Inoltre, riguardo al presunto biglietto d’addio, il figlio di Sever Muresan sostiene che in realtà si trattava di una lettera indirizzata ai suoi figli, in cui cercava di chiarire alcune questioni familiari.
Adrien Stéphane Muresan afferma che a quest’ora non evita nessuno e circola liberamente, senza alcuna restrizione. Inoltre, ha menzionato che ha ancora affari in Romania, e in Italia ha una posizione dirigenziale nell’organigramma di un’importante società di costruzioni.
Mureșan Junior è stato oggetto di un procedimento penale internazionale dopo che i magistrati della Corte d’appello di Brașov lo hanno condannato in via definitiva a tre anni di carcere con esecuzione capitale, dopo una vera e propria serie di avventure con la polizia stradale.
I suoi primi problemi arrivarono dopo che fu sorpreso a guidare in stato di ebbrezza, per il quale ricevette una pena detentiva con sospensione della pena di 1 anno e 2 mesi. Nel 2016, pur non avendo recuperato la patente, si mette al volante e si occupa del secondo caso, che gli vale una nuova condanna.
Nel momento in cui è stato fermato dalla polizia stradale di Ploiești, Mureșan era in macchina con la moglie incinta. Ha sempre affermato che gli agenti lo hanno fermato pochi minuti dopo che si era messo al volante al posto della donna che era in travaglio. Alla fine, il figlio di Sever Mureșan è stato condannato a 1 anno, 8 mesi e 20 giorni con sospensione della pena, servizio comunitario presso l’Amministrazione nazionale dei cimiteri e un mandato di supervisione di 4 anni.
Il problema più grande di Adrien Stéphane Muresan, però, è apparso la sera del 14 aprile 2021, quando aveva 31 anni. Poi si è ubriacato, si è messo al volante e si è schiantato contro 12 auto parcheggiate in una strada a Brașov.
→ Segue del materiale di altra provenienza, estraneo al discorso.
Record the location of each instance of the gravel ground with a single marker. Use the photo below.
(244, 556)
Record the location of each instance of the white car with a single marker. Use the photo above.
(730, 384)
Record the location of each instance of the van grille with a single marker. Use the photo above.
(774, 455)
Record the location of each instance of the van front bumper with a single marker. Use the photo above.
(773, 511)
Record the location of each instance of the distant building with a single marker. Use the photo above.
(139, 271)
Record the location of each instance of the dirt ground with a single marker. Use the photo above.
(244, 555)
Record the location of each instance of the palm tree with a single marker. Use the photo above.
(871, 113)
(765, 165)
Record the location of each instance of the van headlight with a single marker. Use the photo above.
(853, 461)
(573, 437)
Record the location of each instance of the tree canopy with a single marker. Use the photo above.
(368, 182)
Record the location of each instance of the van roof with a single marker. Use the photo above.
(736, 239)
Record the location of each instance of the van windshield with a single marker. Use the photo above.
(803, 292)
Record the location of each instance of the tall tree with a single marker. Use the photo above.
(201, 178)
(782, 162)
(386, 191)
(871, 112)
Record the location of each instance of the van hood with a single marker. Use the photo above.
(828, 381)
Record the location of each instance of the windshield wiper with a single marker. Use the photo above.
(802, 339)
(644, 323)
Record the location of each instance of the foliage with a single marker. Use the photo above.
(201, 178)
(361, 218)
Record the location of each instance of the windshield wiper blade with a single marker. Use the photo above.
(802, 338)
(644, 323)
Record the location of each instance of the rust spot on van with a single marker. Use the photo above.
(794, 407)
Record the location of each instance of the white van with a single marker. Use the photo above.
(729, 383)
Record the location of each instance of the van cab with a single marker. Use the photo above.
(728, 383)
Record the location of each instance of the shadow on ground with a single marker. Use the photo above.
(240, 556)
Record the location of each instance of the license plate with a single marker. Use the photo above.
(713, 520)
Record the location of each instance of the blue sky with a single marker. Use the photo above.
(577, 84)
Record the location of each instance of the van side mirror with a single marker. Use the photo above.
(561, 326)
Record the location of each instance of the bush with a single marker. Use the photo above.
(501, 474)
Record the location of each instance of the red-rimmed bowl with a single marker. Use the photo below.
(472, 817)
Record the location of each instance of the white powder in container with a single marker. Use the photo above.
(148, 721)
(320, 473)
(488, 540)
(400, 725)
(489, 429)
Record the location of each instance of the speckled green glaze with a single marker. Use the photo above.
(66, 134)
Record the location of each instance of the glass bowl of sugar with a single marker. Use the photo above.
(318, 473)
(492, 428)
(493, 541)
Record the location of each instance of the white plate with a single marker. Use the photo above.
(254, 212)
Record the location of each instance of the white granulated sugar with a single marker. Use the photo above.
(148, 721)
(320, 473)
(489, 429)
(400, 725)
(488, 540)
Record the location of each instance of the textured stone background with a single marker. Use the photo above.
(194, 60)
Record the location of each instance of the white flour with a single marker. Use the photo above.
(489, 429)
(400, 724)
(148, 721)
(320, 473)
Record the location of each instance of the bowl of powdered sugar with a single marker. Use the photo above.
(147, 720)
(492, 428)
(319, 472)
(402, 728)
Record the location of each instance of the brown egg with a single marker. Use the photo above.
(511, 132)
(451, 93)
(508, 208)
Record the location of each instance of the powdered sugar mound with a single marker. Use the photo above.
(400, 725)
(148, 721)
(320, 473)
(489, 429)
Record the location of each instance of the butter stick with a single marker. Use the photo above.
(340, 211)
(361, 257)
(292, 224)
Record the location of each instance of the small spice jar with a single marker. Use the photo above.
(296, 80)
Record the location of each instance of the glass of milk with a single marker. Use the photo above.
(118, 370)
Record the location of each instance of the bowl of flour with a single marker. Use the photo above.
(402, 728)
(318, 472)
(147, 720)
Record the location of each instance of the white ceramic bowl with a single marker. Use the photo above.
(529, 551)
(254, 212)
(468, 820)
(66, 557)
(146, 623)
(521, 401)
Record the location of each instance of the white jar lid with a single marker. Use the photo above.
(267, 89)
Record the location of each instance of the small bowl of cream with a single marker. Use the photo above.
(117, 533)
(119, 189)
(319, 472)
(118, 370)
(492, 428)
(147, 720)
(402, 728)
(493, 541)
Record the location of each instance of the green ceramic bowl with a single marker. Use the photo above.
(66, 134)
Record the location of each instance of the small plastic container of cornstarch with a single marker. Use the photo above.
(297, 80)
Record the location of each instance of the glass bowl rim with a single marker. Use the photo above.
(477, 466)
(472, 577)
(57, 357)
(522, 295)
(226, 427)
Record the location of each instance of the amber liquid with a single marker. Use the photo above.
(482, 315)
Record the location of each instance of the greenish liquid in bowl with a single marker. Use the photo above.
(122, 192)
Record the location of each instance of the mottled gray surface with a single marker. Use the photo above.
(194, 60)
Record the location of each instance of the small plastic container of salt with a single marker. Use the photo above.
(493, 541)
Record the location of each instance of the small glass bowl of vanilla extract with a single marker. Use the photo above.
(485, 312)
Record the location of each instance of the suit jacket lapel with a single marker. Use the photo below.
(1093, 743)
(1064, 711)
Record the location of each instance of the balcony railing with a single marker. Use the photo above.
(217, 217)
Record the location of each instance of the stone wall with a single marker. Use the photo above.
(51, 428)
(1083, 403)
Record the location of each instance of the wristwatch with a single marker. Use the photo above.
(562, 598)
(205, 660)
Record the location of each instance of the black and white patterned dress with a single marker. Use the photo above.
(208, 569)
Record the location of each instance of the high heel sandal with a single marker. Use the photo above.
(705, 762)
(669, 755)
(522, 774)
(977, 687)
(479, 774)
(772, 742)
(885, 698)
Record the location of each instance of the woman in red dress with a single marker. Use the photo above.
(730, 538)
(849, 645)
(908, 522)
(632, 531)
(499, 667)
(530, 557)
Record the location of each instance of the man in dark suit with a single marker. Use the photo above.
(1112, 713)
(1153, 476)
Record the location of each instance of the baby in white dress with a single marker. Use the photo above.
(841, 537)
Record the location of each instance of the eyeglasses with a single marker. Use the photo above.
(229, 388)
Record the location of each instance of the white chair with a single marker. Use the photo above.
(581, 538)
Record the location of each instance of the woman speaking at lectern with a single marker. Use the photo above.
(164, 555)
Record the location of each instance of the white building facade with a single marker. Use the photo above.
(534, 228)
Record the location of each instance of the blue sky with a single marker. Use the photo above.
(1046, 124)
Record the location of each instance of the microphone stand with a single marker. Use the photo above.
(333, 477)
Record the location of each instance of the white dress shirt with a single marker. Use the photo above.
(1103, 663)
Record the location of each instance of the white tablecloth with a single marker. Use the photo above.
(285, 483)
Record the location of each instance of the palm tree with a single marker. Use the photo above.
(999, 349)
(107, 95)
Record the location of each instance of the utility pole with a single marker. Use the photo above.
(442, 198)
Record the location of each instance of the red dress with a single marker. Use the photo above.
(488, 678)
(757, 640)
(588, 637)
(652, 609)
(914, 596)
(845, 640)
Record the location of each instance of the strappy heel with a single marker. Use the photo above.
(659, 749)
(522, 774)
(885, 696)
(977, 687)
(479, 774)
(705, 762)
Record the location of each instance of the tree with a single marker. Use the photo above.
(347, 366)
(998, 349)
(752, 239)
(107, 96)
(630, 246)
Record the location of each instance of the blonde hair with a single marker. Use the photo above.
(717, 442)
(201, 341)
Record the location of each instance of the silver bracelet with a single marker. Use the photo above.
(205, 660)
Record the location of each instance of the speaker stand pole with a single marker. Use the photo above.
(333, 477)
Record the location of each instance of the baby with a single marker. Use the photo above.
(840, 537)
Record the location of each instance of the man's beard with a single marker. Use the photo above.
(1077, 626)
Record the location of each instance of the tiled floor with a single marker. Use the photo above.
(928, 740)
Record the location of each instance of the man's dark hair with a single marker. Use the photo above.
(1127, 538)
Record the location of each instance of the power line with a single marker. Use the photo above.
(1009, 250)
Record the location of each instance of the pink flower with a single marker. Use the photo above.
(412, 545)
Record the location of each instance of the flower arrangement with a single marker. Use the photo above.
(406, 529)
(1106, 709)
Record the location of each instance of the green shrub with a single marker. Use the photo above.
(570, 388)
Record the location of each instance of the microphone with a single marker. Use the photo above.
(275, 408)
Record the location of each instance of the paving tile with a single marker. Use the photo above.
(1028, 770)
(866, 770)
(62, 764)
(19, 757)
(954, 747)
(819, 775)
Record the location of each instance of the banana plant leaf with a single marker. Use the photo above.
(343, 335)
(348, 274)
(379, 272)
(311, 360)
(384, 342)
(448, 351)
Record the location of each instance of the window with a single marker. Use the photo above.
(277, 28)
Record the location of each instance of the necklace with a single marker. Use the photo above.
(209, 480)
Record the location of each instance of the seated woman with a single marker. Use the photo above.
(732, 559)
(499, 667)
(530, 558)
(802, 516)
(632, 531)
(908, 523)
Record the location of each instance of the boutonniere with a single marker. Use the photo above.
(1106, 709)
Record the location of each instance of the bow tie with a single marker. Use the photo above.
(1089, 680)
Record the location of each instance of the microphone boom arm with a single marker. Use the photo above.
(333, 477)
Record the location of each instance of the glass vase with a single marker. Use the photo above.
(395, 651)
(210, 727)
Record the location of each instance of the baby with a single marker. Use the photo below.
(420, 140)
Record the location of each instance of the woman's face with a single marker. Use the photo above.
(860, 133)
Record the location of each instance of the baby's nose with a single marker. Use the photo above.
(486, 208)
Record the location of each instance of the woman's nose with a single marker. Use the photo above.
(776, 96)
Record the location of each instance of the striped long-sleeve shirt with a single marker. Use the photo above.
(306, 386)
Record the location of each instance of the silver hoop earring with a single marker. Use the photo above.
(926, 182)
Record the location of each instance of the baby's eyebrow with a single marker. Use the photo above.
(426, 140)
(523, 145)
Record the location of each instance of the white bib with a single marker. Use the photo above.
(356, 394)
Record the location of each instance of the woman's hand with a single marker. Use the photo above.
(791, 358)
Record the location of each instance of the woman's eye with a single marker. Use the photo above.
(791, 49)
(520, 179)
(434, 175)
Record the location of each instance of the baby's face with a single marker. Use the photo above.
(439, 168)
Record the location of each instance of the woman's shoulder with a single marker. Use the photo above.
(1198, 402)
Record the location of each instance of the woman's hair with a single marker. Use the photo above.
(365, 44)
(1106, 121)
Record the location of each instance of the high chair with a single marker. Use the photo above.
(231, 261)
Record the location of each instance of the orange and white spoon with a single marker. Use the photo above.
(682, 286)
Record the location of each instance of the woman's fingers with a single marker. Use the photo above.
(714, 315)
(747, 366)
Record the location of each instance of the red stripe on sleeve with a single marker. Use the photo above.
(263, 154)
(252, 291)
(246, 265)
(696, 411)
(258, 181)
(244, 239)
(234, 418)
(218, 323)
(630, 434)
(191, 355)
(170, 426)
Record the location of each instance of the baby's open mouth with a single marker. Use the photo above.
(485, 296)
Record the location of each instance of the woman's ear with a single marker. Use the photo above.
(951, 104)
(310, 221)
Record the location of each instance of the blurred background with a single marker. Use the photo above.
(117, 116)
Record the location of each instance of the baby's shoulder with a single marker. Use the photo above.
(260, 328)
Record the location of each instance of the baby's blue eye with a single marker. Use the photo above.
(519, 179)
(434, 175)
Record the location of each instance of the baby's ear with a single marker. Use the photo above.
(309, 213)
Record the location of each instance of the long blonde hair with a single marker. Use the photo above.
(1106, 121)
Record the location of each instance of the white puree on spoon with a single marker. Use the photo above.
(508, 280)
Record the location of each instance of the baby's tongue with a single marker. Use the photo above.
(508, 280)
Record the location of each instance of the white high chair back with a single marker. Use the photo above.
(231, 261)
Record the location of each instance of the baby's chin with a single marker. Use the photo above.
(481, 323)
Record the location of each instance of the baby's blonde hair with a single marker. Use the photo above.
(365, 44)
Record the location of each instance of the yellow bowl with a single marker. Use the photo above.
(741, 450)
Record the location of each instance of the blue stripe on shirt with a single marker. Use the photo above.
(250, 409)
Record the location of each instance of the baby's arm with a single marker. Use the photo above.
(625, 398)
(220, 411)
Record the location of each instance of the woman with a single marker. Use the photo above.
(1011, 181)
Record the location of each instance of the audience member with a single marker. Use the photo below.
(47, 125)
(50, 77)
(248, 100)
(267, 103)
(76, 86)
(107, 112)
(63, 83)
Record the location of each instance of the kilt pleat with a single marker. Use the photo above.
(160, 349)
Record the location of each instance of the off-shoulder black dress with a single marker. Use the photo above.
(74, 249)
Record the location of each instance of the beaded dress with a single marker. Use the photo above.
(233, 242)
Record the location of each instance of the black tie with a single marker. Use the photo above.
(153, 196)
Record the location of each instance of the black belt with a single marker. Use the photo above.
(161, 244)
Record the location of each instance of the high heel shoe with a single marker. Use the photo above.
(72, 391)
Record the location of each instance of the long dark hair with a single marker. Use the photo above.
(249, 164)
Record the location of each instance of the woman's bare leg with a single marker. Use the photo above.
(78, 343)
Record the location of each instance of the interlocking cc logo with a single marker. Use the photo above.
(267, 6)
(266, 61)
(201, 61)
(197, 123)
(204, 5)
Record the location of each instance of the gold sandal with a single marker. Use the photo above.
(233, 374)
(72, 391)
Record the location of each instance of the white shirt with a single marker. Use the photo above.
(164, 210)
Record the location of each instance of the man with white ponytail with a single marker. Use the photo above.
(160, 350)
La polizia ha accertato che l’autista era ubriaco e con la patente sospesa, e sul sedile posteriore hanno trovato un biglietto che diceva addio alla vita e una bottiglia di liquore.
Adrien Stéphane Muresan si sarebbe rifiutato di soffiare nell’etilometro e, a causa del suo comportamento aggressivo, sarebbe stato ricoverato per sei giorni in un ospedale psichiatrico. Seguì un nuovo processo e i magistrati del tribunale di Brașov decisero di infliggergli una multa di soli 300 giorni, dai quali furono detratti tre mesi, durante i quali fu posto in custodia cautelare.
I pubblici ministeri hanno impugnato la decisione, che hanno ritenuto inaccettabile, e il fascicolo è arrivato sul tavolo dei magistrati della Corte d’appello di Brașov, che, con sentenza definitiva, hanno condannato Muresan a 1 anno, 3 mesi e dieci giorni di carcere con esecuzione capitale. , alle quali si aggiungevano le precedenti condanne, dovendo scontare infine 3 anni di reclusione.
Poiché gli agenti di polizia che dovevano portarlo in prigione non lo hanno trovato, Adrien Stephane Mureșan è stato inseguito e la sua foto è stata pubblicata sul sito della polizia rumena.